In the very early stages of Alzheimer’s, the physical therapists are mainly focused on keeping patients mobile and help them continue conducting their daily tasks in their home and communities. In the later stages, they strive to help patients to keep doing their daily activities for as long as they can, which can help family members and caregivers.
Physical therapists can help instruct the family and caregivers on how to provide a safe living environment and successfully manage the needs of their loved ones. The hope is to improve the quality of life and delay the need for consistent care in a facility.
The therapists will use several techniques to help patients:
- Visual, verbal, and tactile cueing – The therapist teaches the patient and provides cues, like pointing to objects or gesturing. For example, lifting up both arms signals the person to stand up. Cues can also be given verbally with one-step instruction. Tactile clues help as well, like holding someone’s hand to have them walk with you. Sometimes, 2 or 3 cues are used simultaneously.
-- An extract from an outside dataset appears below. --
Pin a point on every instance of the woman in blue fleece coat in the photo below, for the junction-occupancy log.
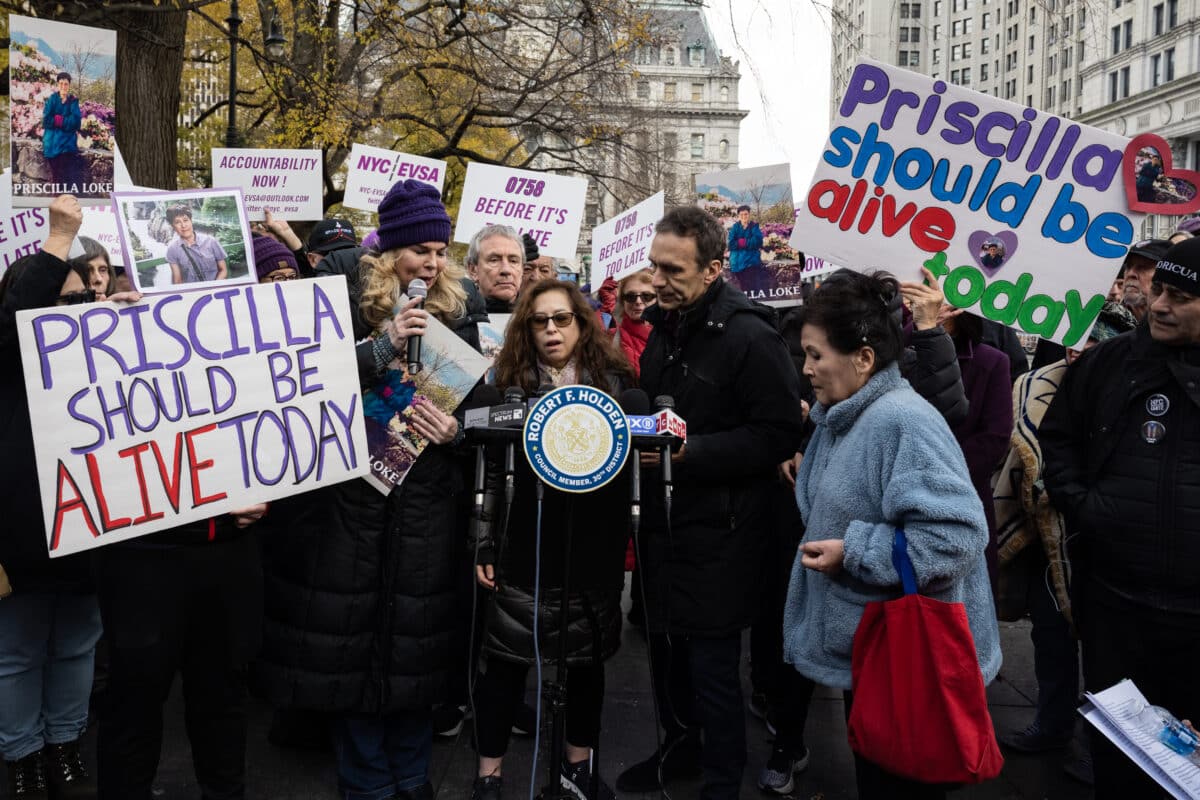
(881, 458)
- Mirroring – The physical therapist will act as a mirror, standing in front of the patient to show them how to move. If they raise their left arm, the patient would raise their right arm.
- Task breakdown – Therapists are trained to break down tasks into simple, little pieces that the patient can complete separately. For example, if they want to teach a person to safely move from lying down to sitting up, they might have the person rolling to the side, then pushing up, then swinging legs over to the side.
- Chaining– The physical therapist provides step-by-step instructions by linking one step to the next step in a more complex movement pattern. This specific technique is used once a task has been broken down successfully and unites the separate steps into one fluid movement.
- Hand over hand facilitation – The physical therapist takes the hand or other part of the body of the person who needs to move or complete a certain task and moves that body part through the motion.